Your problem, as I've read, is that they should be looking for technology like they did in California not helping people. They explained that in the game. The Lyon's Pride are renegades and actively rebelling against the West Coast mandate in favor of helping the victims of the war-torn Capitol Wasteland. Protector Casdin even said they would probably be reprimanded and executed for their rebellion if this ever got back to the West BoS.

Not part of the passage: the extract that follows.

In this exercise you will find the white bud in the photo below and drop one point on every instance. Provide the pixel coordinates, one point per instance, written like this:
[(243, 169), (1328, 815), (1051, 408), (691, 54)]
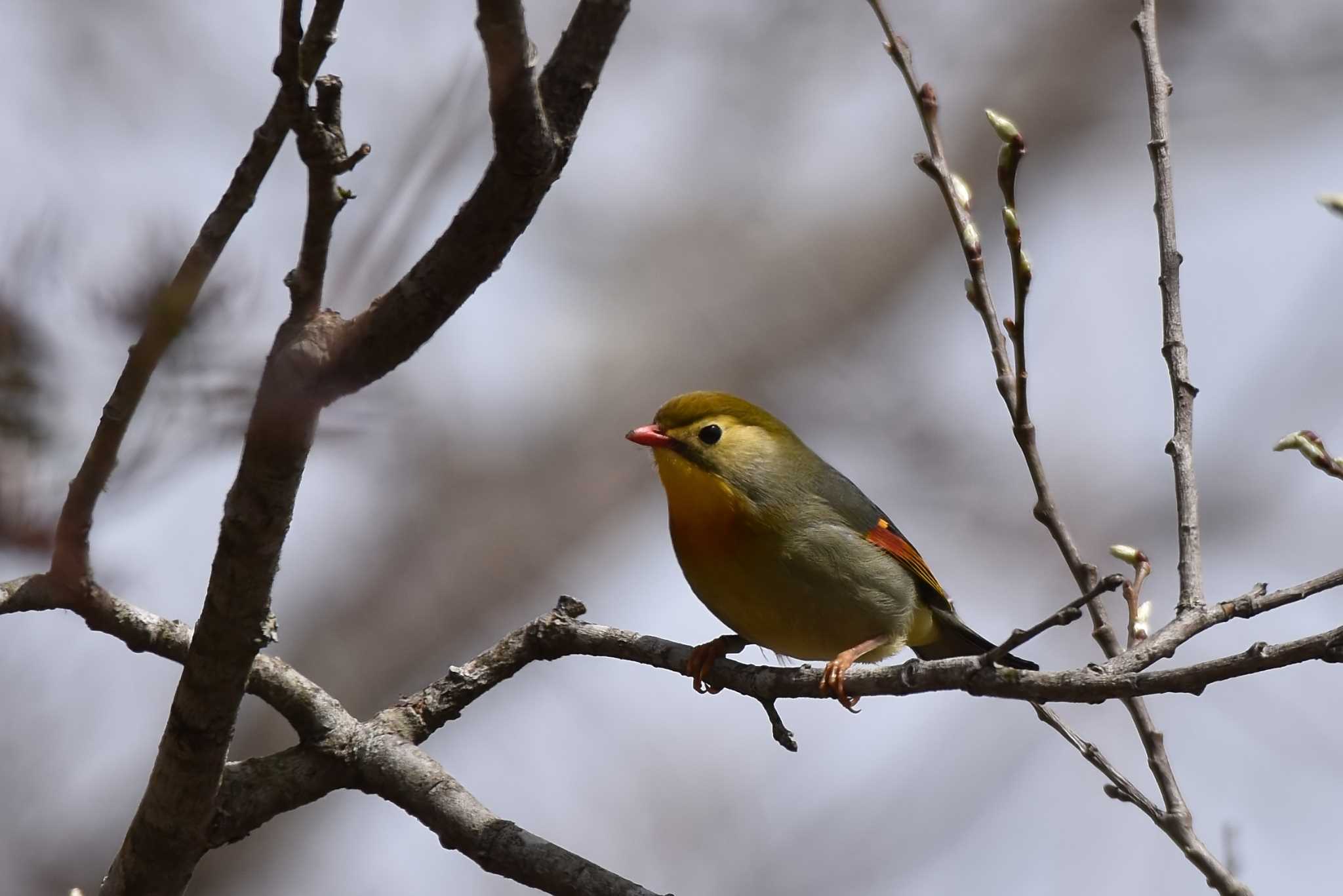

You already knew this. You had to have known this if you played the game, yet you still parrot the same complaint that they should be like the BoS from the previous Fallouts. Therefore the answer to your complaint that has already been given isn't good enough. It's been answered, you just don't accept the answer. For a reason I'm sure you'll tell me, but personally, I don't care why this answer was for some reason unacceptable to you since it wasn't to me so I'll just chalk it up to another one of your preconceived biases. Bethesda changed things. Good. Add more to the series. Add more to the universe. Make the world dynamic. Make different experiences so that we can have discussions like this. Where people can have favorites and chose different aspects they like better. Fallout 3 didn't ruin the series. It's still there. Go and play Fallout 2 over again if it means so much.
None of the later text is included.